In the embodiment of the application, when the historical hospitalization times are greater than or equal to the hospitalization time threshold, it indicates that the target patient is actually hospitalized regularly, and the target patient cannot be directly marked as high risk, and further evaluation is required. Considering that some patients only perform some main item examinations related to the target disease in the historical process and do not count up the regular medical visits, in the continuous evaluation process, the historical medical visits of the target patients need to be acquired, and the historical medical visits are divided according to time nodes indicated by preset time intervals to obtain at least two medical visit record segments. For example, the medical records of the target patient in the past two years are acquired, and if the preset time interval is one year, the medical records of each year in the past two years are obtained by splitting. And then, for each of the at least two visit record segments, performing character recognition on the visit record segment by adopting a natural language processing algorithm, and determining a plurality of project names included in the visit record segment. The natural language processing algorithm may be an NLP (Neuro-linear Programming) algorithm, all the project names are acquired as samples, the NLP algorithm is used to train the samples to obtain a language identification model, and then the visit record segments are input to the language identification model, so that a plurality of project names in the visit record segments can be directly output, or the project names are directly marked with yellow in the visit record segments. Then, a specified item name of the specified item is determined, the number of occurrences of the specified item name in the plurality of item names is queried, and the number of occurrences is used as a segment index of the visit record segment. For example, when the item names "blood sugar" and "glycated hemoglobin (HBA 1C)" are specified for a diabetic patient, the number of occurrences of "blood sugar" and "glycated hemoglobin (HBA 1C)" in the visit record fragment is counted as a fragment index, that is, the item name glycated hemoglobin (HBA1C) or blood sugar count is counted once.

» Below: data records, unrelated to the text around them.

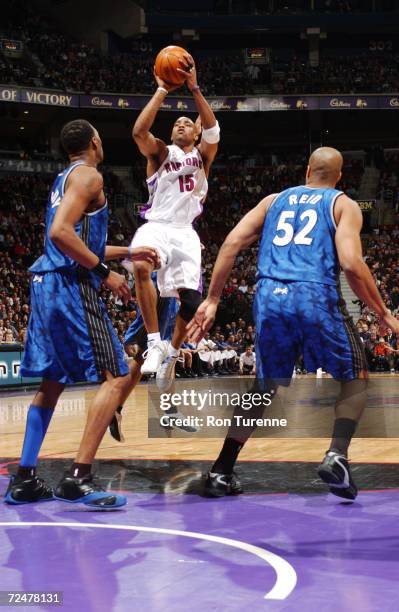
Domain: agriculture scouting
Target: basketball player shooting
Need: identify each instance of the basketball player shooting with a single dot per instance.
(177, 183)
(307, 233)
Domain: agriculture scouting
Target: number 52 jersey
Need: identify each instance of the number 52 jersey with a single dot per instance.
(298, 238)
(177, 191)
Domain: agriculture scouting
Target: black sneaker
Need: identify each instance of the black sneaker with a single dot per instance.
(115, 426)
(219, 485)
(27, 490)
(84, 490)
(335, 471)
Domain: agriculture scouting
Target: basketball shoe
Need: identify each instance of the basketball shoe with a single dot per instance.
(85, 491)
(154, 356)
(335, 472)
(27, 490)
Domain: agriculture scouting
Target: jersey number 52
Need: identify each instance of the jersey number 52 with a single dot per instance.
(301, 237)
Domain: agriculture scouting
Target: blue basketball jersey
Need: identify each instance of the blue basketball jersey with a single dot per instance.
(298, 237)
(92, 229)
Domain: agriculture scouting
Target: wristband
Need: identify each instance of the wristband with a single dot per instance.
(101, 270)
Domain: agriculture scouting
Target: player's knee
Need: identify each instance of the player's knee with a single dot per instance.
(142, 270)
(189, 302)
(119, 383)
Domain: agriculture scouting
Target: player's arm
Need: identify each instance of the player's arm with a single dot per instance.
(84, 186)
(349, 249)
(152, 148)
(244, 234)
(210, 127)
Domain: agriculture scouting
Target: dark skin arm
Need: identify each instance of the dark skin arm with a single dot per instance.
(84, 186)
(349, 248)
(154, 149)
(206, 115)
(247, 231)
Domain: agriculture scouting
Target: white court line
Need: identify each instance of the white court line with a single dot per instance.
(286, 575)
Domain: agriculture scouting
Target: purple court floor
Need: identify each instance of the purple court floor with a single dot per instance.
(183, 552)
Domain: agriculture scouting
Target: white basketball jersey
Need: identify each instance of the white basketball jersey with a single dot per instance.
(177, 191)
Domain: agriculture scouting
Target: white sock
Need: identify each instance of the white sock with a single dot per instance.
(172, 352)
(155, 337)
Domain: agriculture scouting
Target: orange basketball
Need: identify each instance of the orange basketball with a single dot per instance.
(167, 62)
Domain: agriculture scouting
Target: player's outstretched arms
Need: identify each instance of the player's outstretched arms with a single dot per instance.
(151, 147)
(349, 249)
(245, 233)
(207, 120)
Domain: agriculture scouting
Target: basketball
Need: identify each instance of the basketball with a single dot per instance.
(167, 62)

By repeatedly executing the above process, the segment indexes of each of the at least two visit record segments can be respectively counted to obtain at least two segment indexes of the at least two visit record segments, and the at least two segment indexes are used as project indexes of the target patient. After the project index of the target patient is determined, when the project index comprises at least two segment indexes which are both larger than the index threshold value, the target patient is indicated to be in fact focused on the examination of the relevant target disease, the risk is low, and therefore, the target patient is marked by adopting a risk identifier indicating medium and low risk. And when the item index comprises at least two segment indexes with segment indexes lower than the index threshold value, the target patient is not focused on daily examination, the risk of the target patient is higher, and therefore, the target patient is marked by using a risk identifier indicating high risk.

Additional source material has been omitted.